There are lots of factors behind the decision, some include:

  • Having the necessary skills to carry out the internal work
  • Saving money on contractors fees by carrying out work yourself
  • Wishing to have more control over the internal fit-out
  • Wanting to use specific contractors for the internal work
  • Having a limited budget, and wishing to construct your extension in stages
  • Having plenty of time to commit to the internal decorating

Factors that affect the cost of a shell only extension

As with any extension, the size, complexity and shape of your property will dictate whether your extension costs are at the upper or lower ends of the typical price spectrum.

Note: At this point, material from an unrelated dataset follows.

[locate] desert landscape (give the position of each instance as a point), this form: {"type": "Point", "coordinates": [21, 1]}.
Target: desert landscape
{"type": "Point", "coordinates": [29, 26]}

Factors to consider include:

Bespoke or off the shelf
Many extension shells are pre-fabricated, in which case you can purchase your shell and have it delivered and erected exactly as shown in the display specification. In this case, you will know in advance the exact cost of the shell you have chosen.

Size of your extension
A shell extension is a cost-effective option if you have the time and skills to carry out the internal work yourself. However, the cost of your extension will vary considerably depending on the size.

For example, a double-height construction will cost more than a single storey, and a complex layout will be more costly than a simple square or rectangular shell.

Raw materials
Usually, you would expect to negotiate a price for the shell construction as an inclusive project. The raw materials you choose for your build will impact this cost. The basic build will include laying foundations, damp coursing, building blocks, bricks, rendering – choosing the best materials within your budget will mean that your extension is sturdier and will require much less maintenance in the future.

Another way to reduce costs is to consider whether it would be cheaper to provide the raw materials yourself. Some homeowners choose to buy their materials directly through a trade account and thus pay their contractor purely for the labour element of the shell.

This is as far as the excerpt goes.